I don’t know. Wouldn’t the doctors who said he had tested positive be putting their careers at risk by lying for Trump?
Of course, they put their careers at risk by dealing with him in any way. It’s not always a good thing to be associated with Trump at all.
And Trump may be taking drugs that help him fake being alert and energetic.
There is a lot of variation here. And even though many people Trump’s age are at risk for becoming seriously ill due to the virus, a lot of people have relatively mild symptoms or come through OK. And we are just learning about the long term after effects of the disease.
Immanentize
@Delk: a pattern? Does Trump hire for shorter?
gwangung
@Barbara:
Ehhh….Hoover is housed on the Stanford campus, but the rest of us don’t consider it a part of the University.
VOR
@trollhattan: There is a guy on Youtube with a series of videos titled “All Gas No Brakes”. He has been successful in interviewing people at various events. His strategy is to just let them talk. Here is a link to his segment on Sturgis, which has to be seen to be believed: https://youtu.be/UK2FBEpmlUo
The Flat Earth conference is pretty amazing too.
artem1s
There is a lot of speculation about why the second wave of the Spanish flu was so deadly for young and apparently otherwise healthy people. No one knows how second, third and fourth waves of this flu will affect people because so many people who were infected and asymptomatic or who had only mild infections were never tested.
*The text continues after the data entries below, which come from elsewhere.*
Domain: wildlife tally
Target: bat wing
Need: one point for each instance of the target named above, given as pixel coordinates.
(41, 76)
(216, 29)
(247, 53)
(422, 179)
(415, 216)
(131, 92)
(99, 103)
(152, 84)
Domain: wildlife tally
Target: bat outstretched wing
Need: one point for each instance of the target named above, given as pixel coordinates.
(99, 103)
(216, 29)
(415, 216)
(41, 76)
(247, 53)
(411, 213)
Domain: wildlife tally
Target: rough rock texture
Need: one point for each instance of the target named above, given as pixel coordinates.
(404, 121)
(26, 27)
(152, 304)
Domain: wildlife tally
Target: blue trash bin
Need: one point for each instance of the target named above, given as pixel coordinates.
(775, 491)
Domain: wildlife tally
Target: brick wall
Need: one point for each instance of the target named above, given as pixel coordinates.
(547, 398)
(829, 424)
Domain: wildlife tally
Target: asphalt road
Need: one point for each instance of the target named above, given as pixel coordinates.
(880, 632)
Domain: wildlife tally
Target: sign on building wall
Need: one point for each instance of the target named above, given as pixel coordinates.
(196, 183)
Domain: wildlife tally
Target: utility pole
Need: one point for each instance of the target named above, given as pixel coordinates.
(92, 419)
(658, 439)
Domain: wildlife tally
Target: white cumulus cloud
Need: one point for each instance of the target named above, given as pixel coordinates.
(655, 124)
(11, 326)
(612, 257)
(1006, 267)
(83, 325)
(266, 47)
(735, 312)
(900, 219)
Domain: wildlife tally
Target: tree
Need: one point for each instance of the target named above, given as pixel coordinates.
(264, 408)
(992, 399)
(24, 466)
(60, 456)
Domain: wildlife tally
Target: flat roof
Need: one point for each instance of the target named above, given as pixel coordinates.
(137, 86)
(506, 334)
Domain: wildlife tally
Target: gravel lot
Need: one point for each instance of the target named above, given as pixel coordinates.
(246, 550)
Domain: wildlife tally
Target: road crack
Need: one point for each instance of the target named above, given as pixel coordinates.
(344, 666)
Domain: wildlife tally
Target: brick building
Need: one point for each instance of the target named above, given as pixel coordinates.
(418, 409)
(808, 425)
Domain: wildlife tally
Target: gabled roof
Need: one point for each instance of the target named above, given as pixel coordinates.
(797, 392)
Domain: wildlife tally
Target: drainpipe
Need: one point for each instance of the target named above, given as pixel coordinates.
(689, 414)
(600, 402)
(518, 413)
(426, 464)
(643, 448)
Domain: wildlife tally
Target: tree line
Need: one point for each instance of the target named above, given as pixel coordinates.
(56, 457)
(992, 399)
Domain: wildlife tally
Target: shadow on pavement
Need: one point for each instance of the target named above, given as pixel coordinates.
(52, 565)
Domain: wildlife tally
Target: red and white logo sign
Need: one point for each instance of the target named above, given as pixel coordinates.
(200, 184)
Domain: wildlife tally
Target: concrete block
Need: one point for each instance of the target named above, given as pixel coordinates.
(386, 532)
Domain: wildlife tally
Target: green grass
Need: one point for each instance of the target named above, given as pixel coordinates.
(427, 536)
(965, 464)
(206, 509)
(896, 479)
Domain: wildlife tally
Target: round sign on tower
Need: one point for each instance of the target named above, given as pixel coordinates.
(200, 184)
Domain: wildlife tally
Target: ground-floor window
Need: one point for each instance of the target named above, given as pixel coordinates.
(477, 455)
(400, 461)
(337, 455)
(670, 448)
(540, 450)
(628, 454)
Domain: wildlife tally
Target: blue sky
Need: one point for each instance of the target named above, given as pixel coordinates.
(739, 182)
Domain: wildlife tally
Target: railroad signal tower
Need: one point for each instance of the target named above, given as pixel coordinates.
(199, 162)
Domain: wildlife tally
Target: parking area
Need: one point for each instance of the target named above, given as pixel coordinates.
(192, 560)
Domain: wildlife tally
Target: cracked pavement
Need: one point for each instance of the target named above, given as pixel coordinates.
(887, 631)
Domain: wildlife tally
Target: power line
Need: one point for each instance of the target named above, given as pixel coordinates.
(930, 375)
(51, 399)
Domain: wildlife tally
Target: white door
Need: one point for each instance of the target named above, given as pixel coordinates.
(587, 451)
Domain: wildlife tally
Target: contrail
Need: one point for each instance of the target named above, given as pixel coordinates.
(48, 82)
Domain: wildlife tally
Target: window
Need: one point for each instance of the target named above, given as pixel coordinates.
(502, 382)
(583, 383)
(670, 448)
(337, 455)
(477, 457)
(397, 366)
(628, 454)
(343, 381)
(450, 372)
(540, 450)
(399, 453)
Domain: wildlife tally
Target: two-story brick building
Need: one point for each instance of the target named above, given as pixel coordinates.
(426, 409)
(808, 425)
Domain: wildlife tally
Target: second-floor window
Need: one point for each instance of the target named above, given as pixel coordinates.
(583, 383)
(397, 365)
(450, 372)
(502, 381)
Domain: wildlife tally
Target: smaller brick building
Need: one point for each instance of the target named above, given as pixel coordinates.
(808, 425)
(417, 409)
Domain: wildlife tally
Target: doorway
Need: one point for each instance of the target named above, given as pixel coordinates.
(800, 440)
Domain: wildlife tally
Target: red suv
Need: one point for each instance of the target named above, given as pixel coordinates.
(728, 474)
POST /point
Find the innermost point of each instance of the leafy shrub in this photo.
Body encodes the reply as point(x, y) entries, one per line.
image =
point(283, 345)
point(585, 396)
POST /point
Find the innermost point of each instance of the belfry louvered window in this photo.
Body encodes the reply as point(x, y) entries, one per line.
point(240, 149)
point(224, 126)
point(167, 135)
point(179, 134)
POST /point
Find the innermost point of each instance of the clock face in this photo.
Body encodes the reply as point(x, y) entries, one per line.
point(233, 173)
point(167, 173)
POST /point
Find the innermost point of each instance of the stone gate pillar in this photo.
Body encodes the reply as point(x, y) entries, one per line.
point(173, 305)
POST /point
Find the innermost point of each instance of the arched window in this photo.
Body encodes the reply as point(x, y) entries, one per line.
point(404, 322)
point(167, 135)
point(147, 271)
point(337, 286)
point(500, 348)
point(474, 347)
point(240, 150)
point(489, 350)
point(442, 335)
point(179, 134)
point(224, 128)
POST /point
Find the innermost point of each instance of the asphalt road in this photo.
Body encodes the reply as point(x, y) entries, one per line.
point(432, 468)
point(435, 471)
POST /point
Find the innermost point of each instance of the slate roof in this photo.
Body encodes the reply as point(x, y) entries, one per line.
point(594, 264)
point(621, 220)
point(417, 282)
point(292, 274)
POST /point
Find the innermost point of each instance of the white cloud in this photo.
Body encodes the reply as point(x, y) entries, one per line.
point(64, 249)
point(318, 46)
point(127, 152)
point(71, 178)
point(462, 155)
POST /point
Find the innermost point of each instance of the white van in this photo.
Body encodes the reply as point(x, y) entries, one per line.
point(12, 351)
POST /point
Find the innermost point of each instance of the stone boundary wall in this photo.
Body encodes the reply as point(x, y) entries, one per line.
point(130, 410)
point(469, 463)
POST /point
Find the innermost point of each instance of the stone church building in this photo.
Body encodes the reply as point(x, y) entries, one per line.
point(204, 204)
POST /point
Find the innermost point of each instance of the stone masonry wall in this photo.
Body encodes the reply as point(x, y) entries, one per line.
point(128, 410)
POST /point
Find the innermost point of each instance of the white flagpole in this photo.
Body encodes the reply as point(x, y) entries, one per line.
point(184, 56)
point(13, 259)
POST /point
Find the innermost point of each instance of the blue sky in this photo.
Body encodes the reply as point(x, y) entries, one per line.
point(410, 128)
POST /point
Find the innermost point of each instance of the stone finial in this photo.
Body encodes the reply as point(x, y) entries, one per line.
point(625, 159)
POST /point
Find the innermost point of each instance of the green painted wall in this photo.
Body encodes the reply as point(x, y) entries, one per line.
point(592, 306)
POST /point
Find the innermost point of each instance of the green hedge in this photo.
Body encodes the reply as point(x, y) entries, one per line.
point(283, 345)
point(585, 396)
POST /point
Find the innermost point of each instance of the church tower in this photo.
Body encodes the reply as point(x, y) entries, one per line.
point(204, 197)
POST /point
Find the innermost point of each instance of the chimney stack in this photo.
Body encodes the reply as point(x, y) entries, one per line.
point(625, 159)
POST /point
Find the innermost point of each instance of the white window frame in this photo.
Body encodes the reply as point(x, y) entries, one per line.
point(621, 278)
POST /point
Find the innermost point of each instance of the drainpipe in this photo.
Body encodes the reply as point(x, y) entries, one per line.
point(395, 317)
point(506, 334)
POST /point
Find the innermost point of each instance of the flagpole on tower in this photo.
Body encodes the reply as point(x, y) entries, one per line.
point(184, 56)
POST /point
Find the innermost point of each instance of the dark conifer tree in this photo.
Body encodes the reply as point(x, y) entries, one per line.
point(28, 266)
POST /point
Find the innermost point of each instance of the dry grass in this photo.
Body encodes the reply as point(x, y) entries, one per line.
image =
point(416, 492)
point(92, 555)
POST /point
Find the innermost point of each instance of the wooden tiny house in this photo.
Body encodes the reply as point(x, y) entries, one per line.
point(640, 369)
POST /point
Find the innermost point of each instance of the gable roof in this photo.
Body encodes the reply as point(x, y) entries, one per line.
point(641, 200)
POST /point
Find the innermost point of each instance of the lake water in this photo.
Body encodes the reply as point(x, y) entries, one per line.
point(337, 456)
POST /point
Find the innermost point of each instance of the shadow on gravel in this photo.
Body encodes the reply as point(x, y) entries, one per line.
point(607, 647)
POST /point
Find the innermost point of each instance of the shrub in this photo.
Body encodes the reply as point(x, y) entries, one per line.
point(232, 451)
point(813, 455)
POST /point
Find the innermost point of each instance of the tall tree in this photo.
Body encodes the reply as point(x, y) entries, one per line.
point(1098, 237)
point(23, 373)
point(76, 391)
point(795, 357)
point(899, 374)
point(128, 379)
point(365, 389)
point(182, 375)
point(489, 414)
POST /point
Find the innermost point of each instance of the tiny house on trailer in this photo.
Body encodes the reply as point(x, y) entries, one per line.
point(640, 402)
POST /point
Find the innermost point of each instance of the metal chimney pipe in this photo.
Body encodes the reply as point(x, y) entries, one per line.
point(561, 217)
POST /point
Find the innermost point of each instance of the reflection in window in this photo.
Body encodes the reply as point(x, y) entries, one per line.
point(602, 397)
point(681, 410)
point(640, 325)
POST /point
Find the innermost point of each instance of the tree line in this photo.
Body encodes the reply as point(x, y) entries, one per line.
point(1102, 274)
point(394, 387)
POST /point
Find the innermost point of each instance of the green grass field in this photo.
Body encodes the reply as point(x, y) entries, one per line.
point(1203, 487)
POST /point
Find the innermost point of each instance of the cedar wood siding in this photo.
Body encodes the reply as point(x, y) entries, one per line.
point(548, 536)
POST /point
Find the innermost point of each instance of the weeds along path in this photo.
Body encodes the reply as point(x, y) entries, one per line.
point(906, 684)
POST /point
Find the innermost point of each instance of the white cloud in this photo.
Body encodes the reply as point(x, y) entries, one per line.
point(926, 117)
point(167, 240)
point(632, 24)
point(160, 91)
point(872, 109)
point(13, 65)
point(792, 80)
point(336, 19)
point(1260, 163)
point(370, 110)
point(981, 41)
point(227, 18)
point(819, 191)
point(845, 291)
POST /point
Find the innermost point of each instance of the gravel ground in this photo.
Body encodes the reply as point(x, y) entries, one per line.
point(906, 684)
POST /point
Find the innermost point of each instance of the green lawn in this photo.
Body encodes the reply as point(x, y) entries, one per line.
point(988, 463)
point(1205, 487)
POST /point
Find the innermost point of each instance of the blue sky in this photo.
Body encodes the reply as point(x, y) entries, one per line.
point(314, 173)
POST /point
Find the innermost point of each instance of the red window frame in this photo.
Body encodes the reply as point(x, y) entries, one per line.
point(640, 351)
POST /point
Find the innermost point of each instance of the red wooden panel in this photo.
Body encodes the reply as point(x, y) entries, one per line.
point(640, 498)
We won’t know until we resume mass testing, start real tracing programs, and collecting good data again. We have the ability to do this, especially in the age of the internet. That we have failed to do so is the equivalent of the US sitting at home while the Japanese took over the entire Pacific rim after the attack on Pearl Harbor. Or telling people to go to the mall after a terrorist attack. How can an entire party be so consistently bad at disaster management?
Immanentize
@gwangung: Clearly the people at Hoover do.
zhena gogolia
@The Moar You Know:
Me too.
chopper
@The Moar You Know:
guess “reelecting the antichrist” is prob the sort of thing that’ll lead to the end times, he’s got that right.
zhena gogolia
@zzyzx:
She just doesn’t want to get off her ass. You heard her on the tape.
zhena gogolia
@Barbara:
They all seem to be up and bouncing around and going to Supreme Court hearings. They didn’t have it either.
What Have the Romans Ever Done for Us?
@Kay: I think that’s Justin Amash’s district.
catclub
I disagree. People in the new world faced a 95% mortality rate from smallpox, while it was endemic in Europe, the mortality rate was no longer 95% there. I am pretty sure there was no immunization in the 1600s
PsiFighter37
The whole Sturgis thing is crazy. I was out in South Dakota last year in July, a couple weeks before the motorcycle rally, in that part of the state…Sturgis is a tiny town. Holding that bike festival was a surefire way to get people infected during a pandemic…just incredibly stupid to have held it.
Roger Moore
@LongHairedWeirdo:
I wouldn’t reason too much from a handful of people getting reinfected. Consider all the healthcare professionals who were infected, recovered, and went back to work with infectious patients. That there aren’t lots of cases of them getting reinfected suggests that the vast majority people who recover from the virus have immunity that lasts at least a fair while. I don’t want to reason beyond what the evidence shows, but it does show that reinfection within 6 months or so is extremely rare.
Fair Economist
@Kay: My district is doing half days, which means children don’t have to eat together, which is one of the big drvers of spread.
Just Chuck
“Herd Immunity” says it all. They see us as a herd to be culled.
Kent
Of course. Your risk is a combination of your own personal immune system and your behavior. I assume some people have greater natural immunity than others. And some people engage in more risky behavior that others. Your risk of catching covid is the combination of the two.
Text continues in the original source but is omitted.